May 17 (Bloomberg) -- As revelations about the treatment of prisoners in Iraq fuel worldwide opposition to the U.S.-led occupation, authors and historians including Dilip Hiro and Niall Ferguson say President George W. Bush has failed to learn from the Arab nation's past.
The publication of pictures of naked detainees being abused and humiliated in Baghdad's Abu Ghraib prison ``marked the shedding of the last part of the fig leaf worn by President Bush to justify his invasion of Iraq,'' said Hiro, 64, the London-based author of 25 books, including five on the Middle East. Among them is ``Iraq: In the Eye of the Storm.''
Bush affirmed his support for Defense Secretary Donald Rumsfeld last week as more photos were published showing abuse of Iraqi prisoners. ``You are doing a superb job,'' Bush told Rumsfeld at a news conference last Monday at the Pentagon. On Thursday, Rumsfeld made a surprise trip to Iraq to visit U.S. troops.

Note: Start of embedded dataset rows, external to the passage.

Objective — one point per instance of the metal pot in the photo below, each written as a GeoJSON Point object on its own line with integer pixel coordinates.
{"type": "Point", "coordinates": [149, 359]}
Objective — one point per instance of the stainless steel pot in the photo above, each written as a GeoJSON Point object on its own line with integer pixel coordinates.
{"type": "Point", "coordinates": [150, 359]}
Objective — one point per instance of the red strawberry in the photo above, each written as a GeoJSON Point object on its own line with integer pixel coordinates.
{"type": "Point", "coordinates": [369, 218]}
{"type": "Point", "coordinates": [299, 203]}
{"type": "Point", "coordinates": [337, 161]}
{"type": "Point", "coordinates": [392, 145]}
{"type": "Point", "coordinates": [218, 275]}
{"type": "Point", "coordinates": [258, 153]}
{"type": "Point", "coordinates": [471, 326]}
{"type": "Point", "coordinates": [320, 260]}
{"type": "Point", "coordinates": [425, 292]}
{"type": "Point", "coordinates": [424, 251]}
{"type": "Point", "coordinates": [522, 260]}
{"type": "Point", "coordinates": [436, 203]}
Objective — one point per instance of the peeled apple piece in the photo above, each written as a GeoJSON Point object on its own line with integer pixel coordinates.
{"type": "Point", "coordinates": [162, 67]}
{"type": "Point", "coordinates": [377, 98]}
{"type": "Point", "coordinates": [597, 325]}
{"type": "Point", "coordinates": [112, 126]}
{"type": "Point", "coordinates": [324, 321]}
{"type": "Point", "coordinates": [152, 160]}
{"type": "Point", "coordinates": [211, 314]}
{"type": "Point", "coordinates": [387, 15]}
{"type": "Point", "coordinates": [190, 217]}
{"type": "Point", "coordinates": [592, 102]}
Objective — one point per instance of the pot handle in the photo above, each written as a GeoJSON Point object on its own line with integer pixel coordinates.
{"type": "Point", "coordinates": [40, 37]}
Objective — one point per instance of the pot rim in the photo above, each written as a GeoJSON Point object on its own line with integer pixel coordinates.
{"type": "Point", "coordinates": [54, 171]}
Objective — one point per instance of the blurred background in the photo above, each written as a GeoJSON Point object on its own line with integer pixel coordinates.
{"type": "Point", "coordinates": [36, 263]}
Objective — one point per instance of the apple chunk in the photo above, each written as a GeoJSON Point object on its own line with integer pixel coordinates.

As gun battles raged in Fallujah, a majority Sunni Muslim city, and Najaf, a Shiite holy city, the military death toll has escalated. In April, 145 coalition soldiers were killed, and 48 died in the first 17 days of May. Altogether, 895 allied personnel have been killed since the war began more than a year ago, according to coalition figures.
`Repeating History'
Ferguson, 40, a professor of history at New York University and author of the book ``Colossus: The Price of American Empire,'' said the U.S. hasn't understood that it is an imperial power, inheriting a role once played by the British. In 1920, British forces quelled a similar revolt in Iraq -- and remained in the country for another 35 years.
``We have the spectacle of a great English-speaking power occupying Iraq and more or less repeating history, precisely because it neglected to pay attention to it before,'' said Ferguson, who is also a senior fellow at the Hoover Institution in Palo Alto, California.